Paraguayan President Fernando Lugo was removed from office on Friday afternoon after a vote of impeachment in the Senate. Vice President Federico Franco was sworn in as Lugo’s replacement hours later.
The move has been called an “institutional coup” by Lugo’s supporters, while several presidents around Latin America declared that they did not recognise the new government.
The impeachment process began on on Thursday, after Lugo was accused of not performing his duties in the aftermath of violent clashes between police and farmers that left 17 dead on 15th June. One day later, 39 (out of 45) senators supported the motion, and at approximately 6.30pm Lugo was removed from office.
The fallen president said that he would accept the decision, but added that Paraguay´s history had been “wounded deeply” in what he called a “parliamentary coup”.
“They have broken all rules for the defence in a premeditated fashion and I hope those responsible appreciate the severity of what has happened,” added Lugo.
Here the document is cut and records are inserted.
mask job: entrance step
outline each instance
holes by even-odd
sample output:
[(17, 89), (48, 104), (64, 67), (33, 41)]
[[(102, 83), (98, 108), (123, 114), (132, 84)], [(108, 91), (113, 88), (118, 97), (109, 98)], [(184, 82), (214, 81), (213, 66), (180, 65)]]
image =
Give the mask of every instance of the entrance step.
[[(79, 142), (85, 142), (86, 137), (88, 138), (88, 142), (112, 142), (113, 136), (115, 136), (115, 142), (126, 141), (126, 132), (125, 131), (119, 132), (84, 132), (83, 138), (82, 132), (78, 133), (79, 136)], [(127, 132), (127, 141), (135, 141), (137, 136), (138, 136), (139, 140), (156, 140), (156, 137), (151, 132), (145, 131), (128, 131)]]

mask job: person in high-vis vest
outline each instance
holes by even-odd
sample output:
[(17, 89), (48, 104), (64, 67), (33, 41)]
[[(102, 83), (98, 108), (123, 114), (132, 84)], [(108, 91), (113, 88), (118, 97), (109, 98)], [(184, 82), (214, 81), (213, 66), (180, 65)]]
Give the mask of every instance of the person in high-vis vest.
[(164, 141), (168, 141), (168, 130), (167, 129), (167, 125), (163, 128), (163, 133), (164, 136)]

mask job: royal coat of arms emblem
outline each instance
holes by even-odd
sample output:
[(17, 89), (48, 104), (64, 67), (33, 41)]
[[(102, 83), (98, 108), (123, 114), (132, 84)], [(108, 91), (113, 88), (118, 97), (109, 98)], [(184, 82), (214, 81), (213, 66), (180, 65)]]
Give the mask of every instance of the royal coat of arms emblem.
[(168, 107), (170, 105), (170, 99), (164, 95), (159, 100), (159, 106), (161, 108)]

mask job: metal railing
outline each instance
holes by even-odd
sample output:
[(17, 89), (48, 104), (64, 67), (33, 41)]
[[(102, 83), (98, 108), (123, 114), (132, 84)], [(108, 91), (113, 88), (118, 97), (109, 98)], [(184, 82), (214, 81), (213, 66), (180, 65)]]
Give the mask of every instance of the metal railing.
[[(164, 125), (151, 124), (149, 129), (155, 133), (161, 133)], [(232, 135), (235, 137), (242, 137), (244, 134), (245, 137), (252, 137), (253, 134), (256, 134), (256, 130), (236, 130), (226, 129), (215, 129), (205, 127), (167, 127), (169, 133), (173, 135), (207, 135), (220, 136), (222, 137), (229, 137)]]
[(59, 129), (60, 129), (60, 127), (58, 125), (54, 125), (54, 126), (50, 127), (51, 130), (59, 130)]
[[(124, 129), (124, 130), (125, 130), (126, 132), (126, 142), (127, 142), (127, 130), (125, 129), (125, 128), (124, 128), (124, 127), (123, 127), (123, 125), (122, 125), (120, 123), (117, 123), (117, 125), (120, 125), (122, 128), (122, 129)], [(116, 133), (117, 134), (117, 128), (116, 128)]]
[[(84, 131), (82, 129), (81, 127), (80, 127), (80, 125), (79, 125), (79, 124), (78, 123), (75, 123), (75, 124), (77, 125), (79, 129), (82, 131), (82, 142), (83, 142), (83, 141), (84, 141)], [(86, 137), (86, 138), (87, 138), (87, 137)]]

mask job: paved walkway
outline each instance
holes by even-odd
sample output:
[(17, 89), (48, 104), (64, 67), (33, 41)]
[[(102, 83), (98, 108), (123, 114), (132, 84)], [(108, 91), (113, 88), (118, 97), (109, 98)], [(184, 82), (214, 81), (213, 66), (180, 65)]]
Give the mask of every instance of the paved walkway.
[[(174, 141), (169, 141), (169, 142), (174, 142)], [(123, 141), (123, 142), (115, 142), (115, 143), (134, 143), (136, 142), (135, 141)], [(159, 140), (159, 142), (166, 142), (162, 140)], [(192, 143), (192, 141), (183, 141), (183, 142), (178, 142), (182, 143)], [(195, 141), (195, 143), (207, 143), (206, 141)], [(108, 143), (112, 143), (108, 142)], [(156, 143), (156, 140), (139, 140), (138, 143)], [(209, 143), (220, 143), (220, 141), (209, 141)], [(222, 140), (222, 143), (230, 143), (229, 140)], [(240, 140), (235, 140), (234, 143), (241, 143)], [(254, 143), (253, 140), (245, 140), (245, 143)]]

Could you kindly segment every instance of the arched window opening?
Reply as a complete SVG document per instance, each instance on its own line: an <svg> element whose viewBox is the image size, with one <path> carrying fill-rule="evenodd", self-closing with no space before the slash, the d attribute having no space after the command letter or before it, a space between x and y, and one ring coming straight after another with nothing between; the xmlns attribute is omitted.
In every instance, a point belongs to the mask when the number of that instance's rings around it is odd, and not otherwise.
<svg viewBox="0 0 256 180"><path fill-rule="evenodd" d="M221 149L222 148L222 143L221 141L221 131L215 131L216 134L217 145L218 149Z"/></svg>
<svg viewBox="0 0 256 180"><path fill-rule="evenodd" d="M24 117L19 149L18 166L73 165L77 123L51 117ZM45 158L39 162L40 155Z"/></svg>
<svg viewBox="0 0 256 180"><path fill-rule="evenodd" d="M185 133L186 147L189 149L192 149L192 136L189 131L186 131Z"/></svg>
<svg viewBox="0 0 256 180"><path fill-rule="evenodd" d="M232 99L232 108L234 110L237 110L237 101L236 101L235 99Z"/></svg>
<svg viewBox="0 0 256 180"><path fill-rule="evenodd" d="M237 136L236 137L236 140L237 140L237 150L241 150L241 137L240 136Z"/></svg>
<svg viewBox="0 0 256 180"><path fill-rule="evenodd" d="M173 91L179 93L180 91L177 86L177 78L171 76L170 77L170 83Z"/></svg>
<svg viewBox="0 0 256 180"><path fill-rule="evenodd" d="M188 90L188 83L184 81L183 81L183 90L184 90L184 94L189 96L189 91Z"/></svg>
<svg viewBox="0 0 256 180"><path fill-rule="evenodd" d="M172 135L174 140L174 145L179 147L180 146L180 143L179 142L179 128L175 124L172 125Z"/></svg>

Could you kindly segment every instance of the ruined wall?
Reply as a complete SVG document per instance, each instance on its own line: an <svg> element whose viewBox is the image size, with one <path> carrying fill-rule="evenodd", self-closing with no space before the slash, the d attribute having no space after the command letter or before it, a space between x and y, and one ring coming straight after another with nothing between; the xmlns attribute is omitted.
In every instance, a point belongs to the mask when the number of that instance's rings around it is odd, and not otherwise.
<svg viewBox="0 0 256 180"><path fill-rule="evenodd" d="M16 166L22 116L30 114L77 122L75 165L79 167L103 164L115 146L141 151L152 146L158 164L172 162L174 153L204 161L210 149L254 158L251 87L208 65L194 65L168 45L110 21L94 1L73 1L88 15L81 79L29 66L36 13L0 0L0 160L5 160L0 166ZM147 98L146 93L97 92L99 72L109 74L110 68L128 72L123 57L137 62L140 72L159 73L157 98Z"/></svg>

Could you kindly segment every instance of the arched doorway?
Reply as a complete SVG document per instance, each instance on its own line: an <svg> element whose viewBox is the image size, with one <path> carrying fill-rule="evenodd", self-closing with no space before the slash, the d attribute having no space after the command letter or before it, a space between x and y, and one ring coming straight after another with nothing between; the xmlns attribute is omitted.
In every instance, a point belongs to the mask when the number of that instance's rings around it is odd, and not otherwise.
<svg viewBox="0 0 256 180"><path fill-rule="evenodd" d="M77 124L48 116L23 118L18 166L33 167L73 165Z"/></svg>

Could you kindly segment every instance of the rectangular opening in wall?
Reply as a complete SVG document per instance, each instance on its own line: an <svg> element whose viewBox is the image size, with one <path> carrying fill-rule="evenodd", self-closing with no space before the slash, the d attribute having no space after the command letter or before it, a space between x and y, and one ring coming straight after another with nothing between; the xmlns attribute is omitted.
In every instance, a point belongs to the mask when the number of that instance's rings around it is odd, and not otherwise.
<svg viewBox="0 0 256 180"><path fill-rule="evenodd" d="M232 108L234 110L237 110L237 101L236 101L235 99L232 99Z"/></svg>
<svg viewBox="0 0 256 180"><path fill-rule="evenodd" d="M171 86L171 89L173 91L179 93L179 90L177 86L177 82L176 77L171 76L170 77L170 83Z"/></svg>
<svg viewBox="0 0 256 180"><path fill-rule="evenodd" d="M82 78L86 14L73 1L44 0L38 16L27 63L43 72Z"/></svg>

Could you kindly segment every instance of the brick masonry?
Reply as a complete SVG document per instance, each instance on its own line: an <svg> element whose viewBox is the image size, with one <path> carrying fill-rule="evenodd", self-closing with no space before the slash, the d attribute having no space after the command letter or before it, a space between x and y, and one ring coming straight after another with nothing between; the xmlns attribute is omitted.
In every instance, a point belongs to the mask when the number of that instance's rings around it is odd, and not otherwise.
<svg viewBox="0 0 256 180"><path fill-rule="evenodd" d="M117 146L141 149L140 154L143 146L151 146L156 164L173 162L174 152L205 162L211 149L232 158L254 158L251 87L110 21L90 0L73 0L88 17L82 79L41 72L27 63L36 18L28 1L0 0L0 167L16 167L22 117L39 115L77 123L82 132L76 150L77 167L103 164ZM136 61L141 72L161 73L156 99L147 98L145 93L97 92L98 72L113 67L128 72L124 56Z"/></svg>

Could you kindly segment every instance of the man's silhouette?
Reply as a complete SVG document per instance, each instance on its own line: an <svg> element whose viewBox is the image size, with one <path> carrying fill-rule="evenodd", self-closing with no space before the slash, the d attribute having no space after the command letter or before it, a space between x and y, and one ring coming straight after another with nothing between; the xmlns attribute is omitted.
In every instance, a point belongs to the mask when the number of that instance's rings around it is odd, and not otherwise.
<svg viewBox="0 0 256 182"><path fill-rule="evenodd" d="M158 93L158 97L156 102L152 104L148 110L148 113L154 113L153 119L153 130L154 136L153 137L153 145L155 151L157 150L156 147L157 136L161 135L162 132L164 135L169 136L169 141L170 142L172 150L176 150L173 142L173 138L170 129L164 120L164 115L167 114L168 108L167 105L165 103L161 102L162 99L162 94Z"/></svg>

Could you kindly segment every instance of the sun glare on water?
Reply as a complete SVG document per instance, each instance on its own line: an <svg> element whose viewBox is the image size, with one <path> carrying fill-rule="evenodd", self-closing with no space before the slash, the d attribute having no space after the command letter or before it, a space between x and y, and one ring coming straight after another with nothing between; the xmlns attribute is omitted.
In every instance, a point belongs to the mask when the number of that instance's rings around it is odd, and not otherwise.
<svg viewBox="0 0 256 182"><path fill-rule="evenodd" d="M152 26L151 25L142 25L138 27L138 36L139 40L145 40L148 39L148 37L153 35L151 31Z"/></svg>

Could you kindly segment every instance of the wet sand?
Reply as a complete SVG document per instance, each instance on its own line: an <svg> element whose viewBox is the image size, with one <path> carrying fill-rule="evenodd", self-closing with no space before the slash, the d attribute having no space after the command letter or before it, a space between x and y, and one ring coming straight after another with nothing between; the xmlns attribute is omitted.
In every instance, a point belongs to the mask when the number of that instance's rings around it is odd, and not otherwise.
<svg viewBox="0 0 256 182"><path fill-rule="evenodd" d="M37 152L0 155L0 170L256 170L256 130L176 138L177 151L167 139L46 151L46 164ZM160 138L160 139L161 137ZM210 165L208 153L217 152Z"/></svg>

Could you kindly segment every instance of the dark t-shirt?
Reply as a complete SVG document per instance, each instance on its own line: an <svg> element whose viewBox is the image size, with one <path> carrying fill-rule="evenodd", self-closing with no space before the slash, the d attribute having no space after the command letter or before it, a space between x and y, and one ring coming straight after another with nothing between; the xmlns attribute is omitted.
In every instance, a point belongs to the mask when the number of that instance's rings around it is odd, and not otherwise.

He also thanked his supporters and called for calm among protestors.
Outside the presidential palace, police used water cannons and tear gas to disperse crowds that had gathered to protest Lugo’s impeachment.
The removal of Lugo was heavily criticised by other Latin American leaders and the Union of South American Nations (UNASUR). Ecuador’s President Rafael Correa called the impeachment “illegitimate”, while Brazilian leader Dilma Rousseff said that Paraguay could be expelled from regional trading bloc Mercosur.
In Buenos Aires, President Cristina Fernández de Kirchner said the decision was a “direct attack on Paraguay´s institutions”, which was tantamount to a “coup d’êtat”. Groups gathered at the Obelisco in support of Lugo.
Newly-sworn president Federico Franco said the transition was “absolutely constitutional” and asked regional leaders for understanding.
Franco confirmed he will see out the remainder of Lugo’s term, which is due to end in 2013.